Je dois confesser, mesdames, messieurs les sénateurs, que nous n’avons pas su résoudre cette question difficile, à chaque fois posée : comment faire des économies sans baisser les dépenses publiques ? Qu’il s’agisse des chambres consulaires ou d’autres champs d’intervention de l’État, nous sommes systématiquement confrontés à la nécessité cruelle de réduire les dépenses. Il s’agit donc de bien choisir où opérer les coupes…

Les trois programmes créés l’an dernier pour mettre en œuvre, dans les domaines du numérique, de l’innovation et des filières industrielles, un nouveau programme d’investissements d’avenir représentent 1,7 milliard d’euros pour la seule mission « Économie » et 2,3 milliards d’euros pour tout le champ du ministère de l’économie, de l’industrie et du numérique. Cette année, c’est la poursuite du plan « France très haut débit » qui donne lieu à la création d’un programme au sein de la mission.

S’agissant du programme 134 « Développement des entreprises et du tourisme », la baisse des crédits entre 2014 et 2015 apparaît importante, mais, à périmètre constant, elle est contenue à 5 %, ce qui est cohérent avec l’effort de l’ensemble des ministères.

Les économies portent notamment sur certains dispositifs d’intervention : l’article 51 prévoit la suppression de l’indemnité de départ des artisans et commerçants – des mesures de compensation ont toutefois été arrêtées –, ainsi que celle des aides aux stations-service.

Le FISAC verra sa capacité d’engagement maintenue l’an prochain, conformément à la décision des députés. Nous avons pris nos responsabilités, compte tenu de l’importance de ce dispositif pour certains territoires. Le traitement du flux de dossiers à venir sera modernisé. Carole Delga y reviendra.

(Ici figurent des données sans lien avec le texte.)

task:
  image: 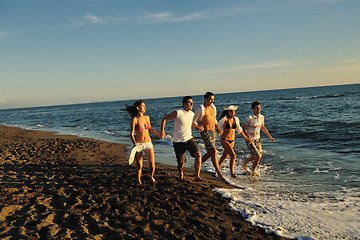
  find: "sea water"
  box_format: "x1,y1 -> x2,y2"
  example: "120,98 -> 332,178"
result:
0,84 -> 360,239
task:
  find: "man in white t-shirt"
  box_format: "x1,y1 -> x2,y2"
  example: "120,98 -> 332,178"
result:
243,101 -> 274,175
160,96 -> 203,181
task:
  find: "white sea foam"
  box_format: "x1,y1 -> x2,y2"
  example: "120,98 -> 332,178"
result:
215,188 -> 360,239
203,154 -> 360,240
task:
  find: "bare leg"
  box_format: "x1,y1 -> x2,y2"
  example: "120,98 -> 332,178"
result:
219,150 -> 229,166
201,152 -> 211,165
194,152 -> 203,180
135,152 -> 143,185
219,140 -> 237,178
145,148 -> 156,183
207,147 -> 225,181
243,156 -> 257,172
251,155 -> 261,172
177,165 -> 184,180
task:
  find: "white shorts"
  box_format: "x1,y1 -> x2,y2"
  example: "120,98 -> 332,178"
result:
136,141 -> 154,152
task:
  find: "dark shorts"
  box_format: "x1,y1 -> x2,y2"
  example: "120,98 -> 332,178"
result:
200,130 -> 216,150
245,138 -> 262,157
173,138 -> 200,166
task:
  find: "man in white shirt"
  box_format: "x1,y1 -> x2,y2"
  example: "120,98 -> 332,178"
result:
160,96 -> 203,181
243,101 -> 274,175
193,92 -> 225,181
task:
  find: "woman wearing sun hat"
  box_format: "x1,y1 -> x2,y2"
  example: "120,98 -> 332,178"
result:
218,105 -> 251,178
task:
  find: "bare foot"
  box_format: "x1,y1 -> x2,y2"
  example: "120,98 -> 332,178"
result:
151,178 -> 157,185
243,161 -> 249,172
218,176 -> 226,182
195,177 -> 204,182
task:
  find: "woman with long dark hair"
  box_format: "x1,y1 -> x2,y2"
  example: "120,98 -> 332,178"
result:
125,100 -> 160,185
218,105 -> 251,178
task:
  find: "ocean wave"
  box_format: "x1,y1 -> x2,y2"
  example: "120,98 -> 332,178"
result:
275,94 -> 345,101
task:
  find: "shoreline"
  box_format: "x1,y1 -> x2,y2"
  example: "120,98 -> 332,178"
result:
0,125 -> 286,239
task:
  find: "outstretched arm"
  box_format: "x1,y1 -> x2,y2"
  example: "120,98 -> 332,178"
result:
160,111 -> 177,139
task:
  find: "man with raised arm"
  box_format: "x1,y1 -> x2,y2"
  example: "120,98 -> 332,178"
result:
193,92 -> 225,181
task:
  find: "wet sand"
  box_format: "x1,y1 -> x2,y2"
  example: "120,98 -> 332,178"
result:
0,126 -> 285,239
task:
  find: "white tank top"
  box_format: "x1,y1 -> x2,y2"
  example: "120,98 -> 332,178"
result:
173,109 -> 195,142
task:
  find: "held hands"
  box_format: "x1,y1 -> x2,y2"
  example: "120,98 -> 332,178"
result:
159,131 -> 165,140
196,126 -> 204,132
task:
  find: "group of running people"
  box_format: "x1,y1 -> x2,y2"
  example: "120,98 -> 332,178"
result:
125,92 -> 274,185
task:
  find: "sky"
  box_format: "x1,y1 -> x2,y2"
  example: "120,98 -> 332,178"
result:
0,0 -> 360,109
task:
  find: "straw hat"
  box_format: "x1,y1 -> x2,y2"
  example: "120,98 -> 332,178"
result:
224,105 -> 238,111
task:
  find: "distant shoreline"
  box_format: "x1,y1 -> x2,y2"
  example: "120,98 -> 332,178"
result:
0,125 -> 285,239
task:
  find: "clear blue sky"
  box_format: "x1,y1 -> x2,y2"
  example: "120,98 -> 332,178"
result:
0,0 -> 360,108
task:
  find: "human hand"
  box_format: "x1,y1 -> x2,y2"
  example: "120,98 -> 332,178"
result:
159,132 -> 165,139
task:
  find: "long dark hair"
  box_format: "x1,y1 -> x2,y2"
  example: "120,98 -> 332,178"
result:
122,100 -> 144,118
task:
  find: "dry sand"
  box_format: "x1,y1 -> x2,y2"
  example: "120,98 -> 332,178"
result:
0,126 -> 284,239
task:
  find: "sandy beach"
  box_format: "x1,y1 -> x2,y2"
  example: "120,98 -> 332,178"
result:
0,126 -> 284,239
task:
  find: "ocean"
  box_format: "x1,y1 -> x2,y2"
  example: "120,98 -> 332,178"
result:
0,84 -> 360,239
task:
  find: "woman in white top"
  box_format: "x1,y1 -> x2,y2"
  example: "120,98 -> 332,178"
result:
218,105 -> 251,178
125,100 -> 160,185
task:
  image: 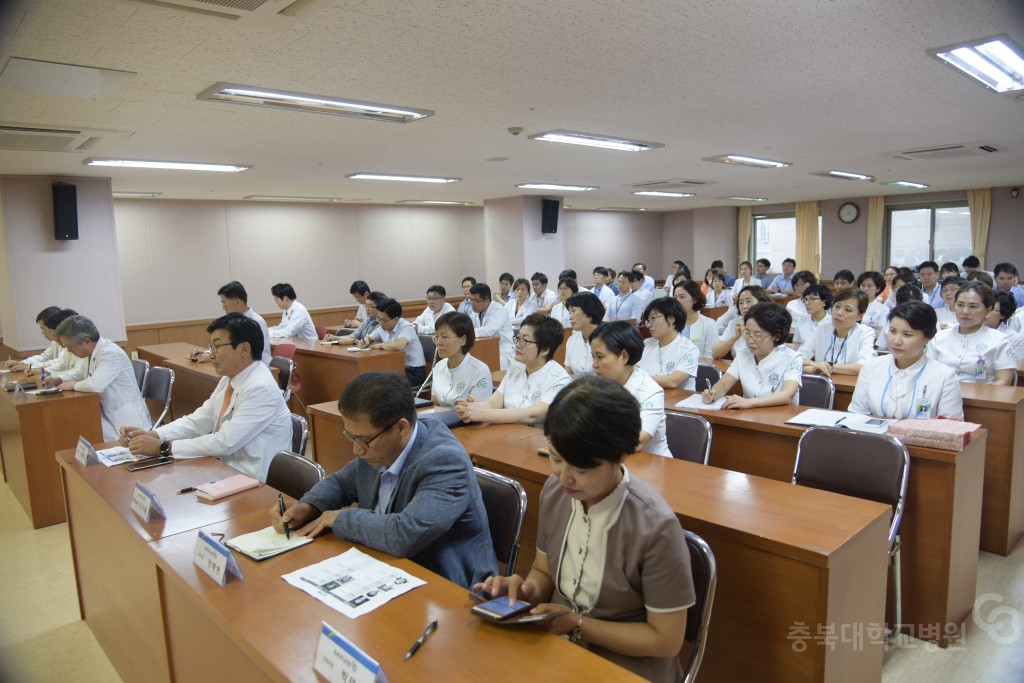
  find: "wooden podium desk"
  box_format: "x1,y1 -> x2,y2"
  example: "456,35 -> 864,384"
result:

La compensation à La Poste de sa mission de transport de presse est aussi en baisse, mais dans le respect du protocole signé en 2008 entre l’État, La Poste et les professionnels de la presse.

À cet égard, je veux lever un malentendu : La Poste touche environ 300 millions d’euros au titre du CICE, ce qui, au regard de l’absence de compensation de missions de service public qu’elle exerce et de la masse financière totale du dispositif – une dizaine de milliards d’euros –, n’est pas un cadeau considérable.

M. Michel Canevet. C’est le principal bénéficiaire du CICE !

M. Emmanuel Macron, ministre. Certes, mais des missions de service public qu’elle assure ne sont pas compensées, je le répète.

Nous demandons aussi une contribution aux autorités administratives indépendantes. Si nous ne faisons pas d’économies sur les dépenses de fonctionnement, les efforts porteront uniquement sur les dépenses d’intervention.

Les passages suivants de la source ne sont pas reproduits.